O Rei das Sombras é Manuel Mena, um tio do autor Javier Cercas. Aos 19 anos, em 1938, este tio morreu na Batalha do Ebro, a mais sangrenta de toda a Guerra Civil Espanhola. Para vergonha de Cercas, o tio era falangista, um apoiador de Franco. Mas era (é) o verdadeiro herói de sua família, principalmente de sua mãe e tias que o citavam (citam) como um ser perfeito. Pura idealização, claro. Mena morreu quando era tenente de um grupo de atiradores, uma unidade de assalto. O livro conta duas histórias entrelaçadas: o da investigação de Cercas a respeito de seu tio e a crônica de sua história até a morte.
Na narrativa dos acontecimentos, Cercas não faz conjecturas, não chuta nada. É tão pragmático que exagera, evitando usar a primeira pessoa e chamando a si mesmo de Javier Cercas, um membro a mais da família. O autor passa boa parte do livro tateando entre sombras e revelações, dúvidas e descolamentos pela Espanha, e os melhores momentos são as conversas com os companheiros de viagens e as testemunhas do passado, na tentativa de reconstruir a história fática e moral dos envolvidos.
O final do livro é excelente. Sem spoilers, digo que Cercas viaja para Bot a fim de visitar o hospital de campanha que viu os últimos momentos de Manuel Mena. Um vizinho local e sua mãe sabem quase tudo, mas como arranhar a realidade do que pensava Mena?

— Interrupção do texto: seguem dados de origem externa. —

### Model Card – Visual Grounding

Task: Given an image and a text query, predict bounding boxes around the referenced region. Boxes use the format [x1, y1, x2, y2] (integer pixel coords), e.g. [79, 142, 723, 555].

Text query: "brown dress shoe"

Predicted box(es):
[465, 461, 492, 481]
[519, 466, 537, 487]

Pobre morador do pequeno povoado onde nasceu Cercas, há sinais de que Manuel Mena talvez tenha compreendido que estava perdido numa guerra que não era sua. Mas como fazê-lo sair de seu silêncio?
Por vergonha, Javier Cercas sempre relutara em investigar a história do tio-avô fascista herói familiar, na verdade um anônimo fora das salas da família que ostentavam sua única foto vestido como milico.
O Rei das Sombras não chega ao nível da obra-prima que é Soldados de Salamina. Há muita informação desnecessária sobre a investigação de Cercas. Apesar da prosa sempre ágil, bem humorada e original de Cercas, há muita erudição sobre movimento de tropas, batalhas ganhas e perdidas, coisas que podem fazer a alegria de um historiador, mas que incomoda um leitor comum como eu. Mas a análise dos mistérios do heroísmo pessoal e coletivo é interessante.